For other distributors, like the Indiana-based Monarch Beverage Co., the popularity of artisanal beverages has resulted in the company also significantly building up its wine business. “As the category shits from domestic beer to more craft beer and wine we certainly try to round out our portfolio on both those levels,” says Ben Francis, director of wine sales for Monarch. “Wine has proven to be a profitable business, a growing business. The alcohol beverage consumer continues to shift more and more within the United States towards that choice of pairing quality and taste instead of tonnage.” Monarch has seen the wine share of its business grow from 11.9 percent in 2008 to 14.6 percent in 2012.

On the craft beer front, Monarch is the founding member of the World Class Beer Network of independent, craft oriented beer wholesalers and covers Indiana for the network.

Weak Links in the Chain?
Given the extra challenges associated with specialty beverage distribution, therefore, it’s probably no surprise that the industry is racing to keep up with demand. For now, it’s a good thing. How many other consumer products are experiencing such demand?

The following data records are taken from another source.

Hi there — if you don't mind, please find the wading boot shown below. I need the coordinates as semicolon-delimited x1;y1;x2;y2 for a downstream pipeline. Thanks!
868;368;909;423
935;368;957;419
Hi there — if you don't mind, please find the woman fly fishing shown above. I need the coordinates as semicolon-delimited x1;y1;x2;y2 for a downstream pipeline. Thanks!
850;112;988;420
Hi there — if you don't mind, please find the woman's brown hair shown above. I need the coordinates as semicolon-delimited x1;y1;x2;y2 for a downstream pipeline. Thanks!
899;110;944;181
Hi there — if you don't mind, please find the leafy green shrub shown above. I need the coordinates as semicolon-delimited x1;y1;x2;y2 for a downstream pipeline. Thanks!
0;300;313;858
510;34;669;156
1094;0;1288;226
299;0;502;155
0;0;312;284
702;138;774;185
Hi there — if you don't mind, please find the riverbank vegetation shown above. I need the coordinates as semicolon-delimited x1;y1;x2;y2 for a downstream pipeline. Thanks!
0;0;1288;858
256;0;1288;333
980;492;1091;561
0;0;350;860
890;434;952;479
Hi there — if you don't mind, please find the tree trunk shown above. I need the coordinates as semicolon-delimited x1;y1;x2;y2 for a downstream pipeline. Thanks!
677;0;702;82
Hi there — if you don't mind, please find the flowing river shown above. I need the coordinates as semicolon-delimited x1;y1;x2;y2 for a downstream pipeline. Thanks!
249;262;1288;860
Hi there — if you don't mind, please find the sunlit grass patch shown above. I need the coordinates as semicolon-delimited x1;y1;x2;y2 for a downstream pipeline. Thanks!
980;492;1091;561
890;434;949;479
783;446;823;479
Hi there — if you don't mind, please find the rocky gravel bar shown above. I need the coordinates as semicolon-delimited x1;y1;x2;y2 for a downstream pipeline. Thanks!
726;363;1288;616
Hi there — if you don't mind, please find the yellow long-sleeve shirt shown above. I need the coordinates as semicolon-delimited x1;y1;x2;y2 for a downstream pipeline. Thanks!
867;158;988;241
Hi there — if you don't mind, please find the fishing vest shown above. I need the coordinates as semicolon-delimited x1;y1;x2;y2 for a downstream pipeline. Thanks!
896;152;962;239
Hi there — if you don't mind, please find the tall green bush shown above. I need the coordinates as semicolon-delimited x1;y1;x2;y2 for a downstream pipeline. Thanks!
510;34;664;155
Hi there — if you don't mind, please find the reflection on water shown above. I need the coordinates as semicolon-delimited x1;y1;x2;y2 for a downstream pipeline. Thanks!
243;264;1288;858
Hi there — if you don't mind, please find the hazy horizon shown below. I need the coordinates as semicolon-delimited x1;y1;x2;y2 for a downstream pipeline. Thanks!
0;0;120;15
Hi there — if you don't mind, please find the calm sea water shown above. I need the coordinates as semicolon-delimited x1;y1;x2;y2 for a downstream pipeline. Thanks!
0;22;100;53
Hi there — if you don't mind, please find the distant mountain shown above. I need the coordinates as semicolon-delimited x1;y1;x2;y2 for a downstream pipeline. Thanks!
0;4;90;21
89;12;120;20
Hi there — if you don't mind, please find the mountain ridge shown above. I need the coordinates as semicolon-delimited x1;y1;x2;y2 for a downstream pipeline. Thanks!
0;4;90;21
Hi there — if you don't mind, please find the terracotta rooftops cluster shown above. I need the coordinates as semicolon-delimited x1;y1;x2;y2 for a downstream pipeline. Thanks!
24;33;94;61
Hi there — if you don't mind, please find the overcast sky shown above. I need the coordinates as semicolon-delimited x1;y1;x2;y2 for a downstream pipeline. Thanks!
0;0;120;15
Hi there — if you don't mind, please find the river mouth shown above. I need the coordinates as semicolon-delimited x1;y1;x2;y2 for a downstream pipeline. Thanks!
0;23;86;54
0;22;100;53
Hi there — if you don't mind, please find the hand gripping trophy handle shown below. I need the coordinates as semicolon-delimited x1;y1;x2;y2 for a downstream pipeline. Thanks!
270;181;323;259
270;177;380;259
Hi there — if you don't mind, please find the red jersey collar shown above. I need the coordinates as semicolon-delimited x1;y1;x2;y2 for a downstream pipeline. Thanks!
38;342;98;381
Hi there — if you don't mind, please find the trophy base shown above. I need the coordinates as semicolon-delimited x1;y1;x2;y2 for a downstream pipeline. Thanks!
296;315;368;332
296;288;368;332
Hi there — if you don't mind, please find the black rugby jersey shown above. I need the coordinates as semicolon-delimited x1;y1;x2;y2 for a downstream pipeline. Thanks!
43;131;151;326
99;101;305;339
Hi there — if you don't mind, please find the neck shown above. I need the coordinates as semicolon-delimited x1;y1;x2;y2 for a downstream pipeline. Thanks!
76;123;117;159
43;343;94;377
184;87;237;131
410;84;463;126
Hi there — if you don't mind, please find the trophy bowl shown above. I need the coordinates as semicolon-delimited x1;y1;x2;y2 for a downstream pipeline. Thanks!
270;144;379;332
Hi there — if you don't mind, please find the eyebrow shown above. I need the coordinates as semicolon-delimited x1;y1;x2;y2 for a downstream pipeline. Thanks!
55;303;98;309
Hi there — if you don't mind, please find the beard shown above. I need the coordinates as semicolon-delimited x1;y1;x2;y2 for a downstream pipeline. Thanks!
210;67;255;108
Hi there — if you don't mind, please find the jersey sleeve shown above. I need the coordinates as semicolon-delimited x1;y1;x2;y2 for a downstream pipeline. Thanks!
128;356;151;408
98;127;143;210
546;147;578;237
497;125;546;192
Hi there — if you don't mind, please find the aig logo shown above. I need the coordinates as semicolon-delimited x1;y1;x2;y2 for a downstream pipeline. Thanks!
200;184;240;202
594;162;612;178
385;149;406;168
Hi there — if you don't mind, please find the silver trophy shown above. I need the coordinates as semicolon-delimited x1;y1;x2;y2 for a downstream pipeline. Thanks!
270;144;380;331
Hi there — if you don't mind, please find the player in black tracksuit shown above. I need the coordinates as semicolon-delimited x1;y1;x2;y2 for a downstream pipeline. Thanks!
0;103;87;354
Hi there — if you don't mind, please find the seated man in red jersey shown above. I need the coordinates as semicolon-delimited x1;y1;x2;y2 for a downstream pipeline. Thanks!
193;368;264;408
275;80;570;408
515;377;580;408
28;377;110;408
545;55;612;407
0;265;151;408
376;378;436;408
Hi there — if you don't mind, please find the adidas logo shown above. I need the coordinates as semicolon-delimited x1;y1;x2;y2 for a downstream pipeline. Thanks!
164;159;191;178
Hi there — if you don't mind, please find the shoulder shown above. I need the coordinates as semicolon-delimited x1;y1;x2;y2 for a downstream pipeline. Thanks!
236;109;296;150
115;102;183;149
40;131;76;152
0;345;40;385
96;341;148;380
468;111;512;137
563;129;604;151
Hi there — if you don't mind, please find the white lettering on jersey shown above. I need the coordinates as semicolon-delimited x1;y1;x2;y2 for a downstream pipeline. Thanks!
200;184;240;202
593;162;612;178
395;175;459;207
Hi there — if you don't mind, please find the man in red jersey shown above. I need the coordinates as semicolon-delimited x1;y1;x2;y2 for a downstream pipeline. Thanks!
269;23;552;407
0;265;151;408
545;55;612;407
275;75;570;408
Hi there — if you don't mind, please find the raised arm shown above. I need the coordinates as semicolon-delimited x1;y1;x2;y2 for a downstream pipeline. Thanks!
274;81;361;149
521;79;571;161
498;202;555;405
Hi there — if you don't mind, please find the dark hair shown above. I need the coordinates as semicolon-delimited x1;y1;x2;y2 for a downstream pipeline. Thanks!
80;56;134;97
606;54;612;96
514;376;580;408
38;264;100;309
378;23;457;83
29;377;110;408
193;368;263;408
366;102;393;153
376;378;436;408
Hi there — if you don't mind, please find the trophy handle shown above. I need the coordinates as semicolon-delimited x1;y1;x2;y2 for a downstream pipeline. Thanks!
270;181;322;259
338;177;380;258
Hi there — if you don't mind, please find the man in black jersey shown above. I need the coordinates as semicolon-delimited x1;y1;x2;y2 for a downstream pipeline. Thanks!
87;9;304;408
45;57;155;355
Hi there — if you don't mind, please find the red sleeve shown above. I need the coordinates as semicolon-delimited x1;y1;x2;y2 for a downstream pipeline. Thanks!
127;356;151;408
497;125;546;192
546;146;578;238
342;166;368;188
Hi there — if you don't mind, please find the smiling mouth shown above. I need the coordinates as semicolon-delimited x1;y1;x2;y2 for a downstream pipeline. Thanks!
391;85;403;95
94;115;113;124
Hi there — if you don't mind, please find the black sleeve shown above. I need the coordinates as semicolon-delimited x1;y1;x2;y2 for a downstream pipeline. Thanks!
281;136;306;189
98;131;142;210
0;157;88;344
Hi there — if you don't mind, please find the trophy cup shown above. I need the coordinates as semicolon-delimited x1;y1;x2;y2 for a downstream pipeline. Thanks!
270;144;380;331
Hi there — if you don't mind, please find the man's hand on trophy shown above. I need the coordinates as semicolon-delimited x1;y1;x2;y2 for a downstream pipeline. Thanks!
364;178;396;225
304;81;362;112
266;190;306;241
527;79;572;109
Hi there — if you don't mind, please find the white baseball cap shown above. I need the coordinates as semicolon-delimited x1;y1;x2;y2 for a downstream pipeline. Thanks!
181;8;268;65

But there are also warnings out there. Sometimes things can move too fast—and then suddenly come to a halt. Could consumers suddenly lose their passion for artisanal beverages leaving distributors with overbuilt warehouses filled of slow-moving products? “With all newer products, there is always some risk,” says Steckler. “But at least for now, that doesn’t seem to be much of a problem for the craft products. People have been expecting the growth in craft to level off at some point, but it just doesn’t look like it’s going to be any time soon. And if you look historically at some of the swings in the beer market, they take place over decades or even over a century or more. We don’t expect craft to all of a sudden drop off. But at the same time I think it’s extremely important that everybody, our staff, and the producers, remember to keep an eye on quality. As soon as brands lose the focus on quality, then there could be some real trouble.”

He then adds, “And we view ourselves and our ‘Click brand’ the same way. If we don’t keep a close eye on quality—in our brands and in how we go to market—then we can get into some problems where our brands could suffer too. We also have to be smart and put some limits on how many new brands we bring on board, how many new SKUs we bring on board.”

Along those lines, Bill Anderson of First Beverage Group, worries about whether the distribution arm of the industry can keep up with the demand for craft products—if the funnel he spoke of earlier will eventually clog shut. Signs of this are already happening. “The overall net result is they’re having a harder time finding good distributor options in key metro markets,” he says.

Could this eventually also choke off innovation, as newer brands can’t get the distribution they need to survive? “I don’t think it’s there yet,” he says. “But I think that’s certainly a risk.”

But the result may also be a positive for the industry, with more companies like Click starting up, he says.
“I think you’re going to see some small distributors start up in key markets—and  you’ve already seen it—that are focused on these small, artisanal brands,” says Anderson. “There has to be a wave of smaller distributors created, I think, to help serve these smaller emerging brands. Retailers are doing a good job of giving them shelf space. It’s just will they all be able to find the right distribution platforms? I think that’s the bigger question.”